It is natural to prove this by induction with some thought. Let $n$ be the number of subgroups you have broken $G$ into. We also assume that the $S_i$ are distinct (if they are not, this is easy to take care of). First case is $n=1$. Then $G=S_1$. So it is clear that $S_1$ has finite index (being 1).

Now assume that the statement is true for $n\geq 1$. Let consider $\{S_i\}_{i=1}^{n+1}$, the union of whose elements is all of $G$. No here is where I leave steps to you.

  1. First, suppose that $\{S_1,\cdots,S_n\}$ is the same as a different cover $\{H_1,\cdots,H_{n+1}\}$, where each of the $H_i$ are distinct. If $|G:H_{n+1}|$ is finite, does the result follow? Why?

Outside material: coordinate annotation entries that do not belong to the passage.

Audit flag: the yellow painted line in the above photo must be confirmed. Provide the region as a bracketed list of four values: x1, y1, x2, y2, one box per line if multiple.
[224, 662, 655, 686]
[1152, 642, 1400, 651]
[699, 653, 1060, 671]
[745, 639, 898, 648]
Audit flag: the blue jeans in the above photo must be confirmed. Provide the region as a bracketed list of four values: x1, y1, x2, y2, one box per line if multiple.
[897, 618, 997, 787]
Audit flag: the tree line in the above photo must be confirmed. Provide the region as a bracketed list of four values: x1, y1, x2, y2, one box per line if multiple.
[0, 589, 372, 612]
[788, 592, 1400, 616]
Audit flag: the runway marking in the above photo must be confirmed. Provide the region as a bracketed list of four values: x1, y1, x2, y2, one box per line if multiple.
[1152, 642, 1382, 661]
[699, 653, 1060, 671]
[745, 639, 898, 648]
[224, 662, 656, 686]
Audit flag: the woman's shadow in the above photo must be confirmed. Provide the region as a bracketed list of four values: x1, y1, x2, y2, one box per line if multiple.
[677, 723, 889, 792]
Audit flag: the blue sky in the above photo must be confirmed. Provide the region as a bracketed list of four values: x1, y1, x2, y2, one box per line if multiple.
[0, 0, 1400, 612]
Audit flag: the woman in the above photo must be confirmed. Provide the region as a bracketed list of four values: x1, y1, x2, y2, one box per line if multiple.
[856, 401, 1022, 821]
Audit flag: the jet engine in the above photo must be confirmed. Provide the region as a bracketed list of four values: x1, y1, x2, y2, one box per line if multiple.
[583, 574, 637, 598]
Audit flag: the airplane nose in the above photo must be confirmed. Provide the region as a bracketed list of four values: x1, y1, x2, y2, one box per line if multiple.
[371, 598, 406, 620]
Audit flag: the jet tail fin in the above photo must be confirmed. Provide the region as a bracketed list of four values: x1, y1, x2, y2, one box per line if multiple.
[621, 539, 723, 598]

  2. Now suppose that $|G:H_{n+1}|=\infty$. First, rewrite the union, $\cup_{i=1}^{n+1}S_i$ as $$G=\cup_{i=1}^kS_i\bigcup \cup_{j=1}^m H_i$$where $k=n+1-m$ with each of the $S_i \in \{H_1,\cdots,H_m\}$ for at least one of the subscripts $i=1,\cdots,k$. (This was the tough part) Now what does $|G:H_{n+1}|=\infty$ imply? Can you find an $aH_{n+1} \neq x_j H_{n+1}$ for all possible $x_j$?. Then what does that say about $aH_{n+1} \cap x_jH_{n+1}$? Then use the fact that $aH_{n+1} \subset G$ to write it as a finite union of subsets (specifically the $S_i$). Moreover, $x_jH_{n+1}$ are then all finite unions of the $S_i$. Then $G$ is a finite union of all the $H_i$. The result then follows from applying the induction hypothesis.

This is a not very lengthy, but thought intensive process. Just take it slowly and it is very doable.